Written by: Mark Pearson
(View Author Bio)

Explore the fourth stage of the customer lifecycle and learn how to turn your customers into vocal brand ambassadors.

Overview

The amplification stage of the customer lifecycle is focused on social engagement and advocacy. Customers who have reached this stage tend to be regular and profitable customers who have an emotional attachment to your brand; the goal is then to engage these loyal customers in a social dialogue about their experiences with your brand. Realistically, only a small percentage of customers reach the highest level of advocacy. However, any degree of progression along the advocacy continuum is beneficial and can be used strategically to boost your brand's marketing message.

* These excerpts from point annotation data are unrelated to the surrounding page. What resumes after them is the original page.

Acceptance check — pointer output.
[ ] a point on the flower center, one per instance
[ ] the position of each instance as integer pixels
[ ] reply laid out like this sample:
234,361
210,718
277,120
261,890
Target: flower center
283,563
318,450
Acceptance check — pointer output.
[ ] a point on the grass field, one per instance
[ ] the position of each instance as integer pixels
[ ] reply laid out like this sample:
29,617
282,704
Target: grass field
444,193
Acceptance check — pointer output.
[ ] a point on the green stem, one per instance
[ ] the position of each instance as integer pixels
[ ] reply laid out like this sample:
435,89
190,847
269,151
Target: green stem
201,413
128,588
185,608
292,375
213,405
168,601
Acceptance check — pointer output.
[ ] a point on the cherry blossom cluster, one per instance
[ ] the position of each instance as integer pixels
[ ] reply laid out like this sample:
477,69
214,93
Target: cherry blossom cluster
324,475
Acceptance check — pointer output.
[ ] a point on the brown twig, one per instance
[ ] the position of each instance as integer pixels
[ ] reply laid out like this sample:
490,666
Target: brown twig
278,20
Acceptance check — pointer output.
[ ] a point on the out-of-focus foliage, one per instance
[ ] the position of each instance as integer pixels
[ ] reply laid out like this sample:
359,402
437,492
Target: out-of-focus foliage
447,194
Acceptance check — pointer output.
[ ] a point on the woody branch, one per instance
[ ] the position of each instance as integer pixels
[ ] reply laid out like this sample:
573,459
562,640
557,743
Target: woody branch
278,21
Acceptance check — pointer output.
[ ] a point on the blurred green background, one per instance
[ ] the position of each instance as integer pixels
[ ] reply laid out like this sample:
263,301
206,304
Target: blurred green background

Amplification in the Customer Lifecycle
The amplification stage is focused on social engagement and advocacy. Ideally,
customers who reach this stage are loyal from both transactional and relational
perspectives. They have completed the development stage, by becoming
regular and profitable customers, as well as the retention phase, by establishing
an emotional connection with your brand. Now it’s time to engage these loyal
customers in a social dialogue about their experiences with your brand. The
ultimate goal in this stage is to elevate loyal customers into advocates who will
share, contribute, evangelize, defend and refer on behalf of your brand.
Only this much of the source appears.